Avery. Dat was mijn naam, mijn echte naam. Want samen met mij broer, Josh, vormden we de laatste kleine verzetgroep op aarde. De rest van de mensen was al overgenomen door buitenaardse wezens. Zielen, zo noemden ze zichzelf. Onze ouders waren omgekomen bij een auto-ongeluk toen we nog klein waren, ze werden van de weg gereden door een dronken chauffeur. Belachelijk hoe dat toen het einde van de wereld leek voor ons, nu zou ik nog liever sterven dan bezeten worden door een ziel. Nooit zou ik een gastlichaam worden en mijn kleine broer in gevaar brengen. Nooit zou ik gevangen willen zitten in mijn eigen lichaam, zonder de mogelijkheid om zelf te denken en te handelen.
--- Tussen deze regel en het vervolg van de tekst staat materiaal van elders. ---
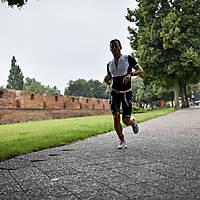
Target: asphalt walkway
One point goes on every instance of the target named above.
(161, 162)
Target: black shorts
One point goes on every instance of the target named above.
(125, 98)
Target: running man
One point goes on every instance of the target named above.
(119, 70)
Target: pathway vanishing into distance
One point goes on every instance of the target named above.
(161, 162)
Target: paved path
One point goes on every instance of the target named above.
(161, 162)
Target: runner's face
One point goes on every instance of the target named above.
(115, 48)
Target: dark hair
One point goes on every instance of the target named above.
(115, 40)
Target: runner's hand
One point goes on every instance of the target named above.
(126, 78)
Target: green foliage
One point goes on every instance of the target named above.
(15, 78)
(34, 86)
(91, 88)
(18, 3)
(166, 41)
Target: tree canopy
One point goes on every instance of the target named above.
(15, 78)
(35, 86)
(166, 41)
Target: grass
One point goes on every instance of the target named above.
(20, 138)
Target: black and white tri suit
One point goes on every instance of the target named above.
(121, 92)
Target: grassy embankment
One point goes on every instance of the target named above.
(20, 138)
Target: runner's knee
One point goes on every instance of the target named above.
(116, 116)
(126, 121)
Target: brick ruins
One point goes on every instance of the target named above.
(20, 106)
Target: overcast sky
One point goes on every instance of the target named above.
(57, 41)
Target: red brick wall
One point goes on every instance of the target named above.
(19, 106)
(22, 115)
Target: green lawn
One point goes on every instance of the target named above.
(20, 138)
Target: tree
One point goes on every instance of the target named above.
(18, 3)
(34, 86)
(15, 78)
(167, 31)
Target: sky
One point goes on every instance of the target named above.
(58, 41)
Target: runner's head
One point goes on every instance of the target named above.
(115, 47)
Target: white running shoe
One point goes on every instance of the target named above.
(135, 126)
(122, 144)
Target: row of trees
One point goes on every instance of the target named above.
(16, 81)
(166, 41)
(143, 95)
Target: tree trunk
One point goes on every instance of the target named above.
(182, 93)
(176, 93)
(185, 96)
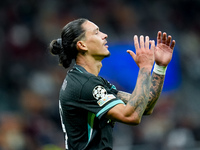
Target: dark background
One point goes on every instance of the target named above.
(30, 77)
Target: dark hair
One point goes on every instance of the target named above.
(65, 47)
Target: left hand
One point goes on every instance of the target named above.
(164, 49)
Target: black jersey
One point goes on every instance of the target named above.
(84, 99)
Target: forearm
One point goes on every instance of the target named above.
(139, 98)
(156, 86)
(124, 96)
Het idee alleen al vond ik weerzinwekkend, ik rilde ervan. Of was dat van de wind die door onze beschutting waaide? Ik voelde hoe Josh begon te woelen naast mij en gaf hem de rest van het deken. Voor een 10-jarige jongen had hij al veel meegemaakt en was hij erg sterk. Hij kon goed vissen en dat zou ons enorm helpen als we toegang tot een rivier hadden gehad…Maar dat hadden we niet, we sliepen tussen de struiken zodat niemand ons zou kunnen vinden. Morgen zou ik opzoek moeten gaan naar een betere schuilplaats, veiliger, meer beschutting, comfortabeler…En eten moest ik ook nog zoeken, onze voorraad was erg uitgedund na de griep die Josh had opgelopen. Zonder medicijnen, goed eten en een warm bed had het er niet goed uitgezien voor hem. Wonder boven wonder begon hij stilaan te genezen, hopelijk was hij morgen sterk genoeg om onze toch verder te zetten. De hoop op het vinden van onze bestemming had ik al opgegeven, maar Josh zag altijd alles langs de positieve kant en vond dat we moesten verder zoeken.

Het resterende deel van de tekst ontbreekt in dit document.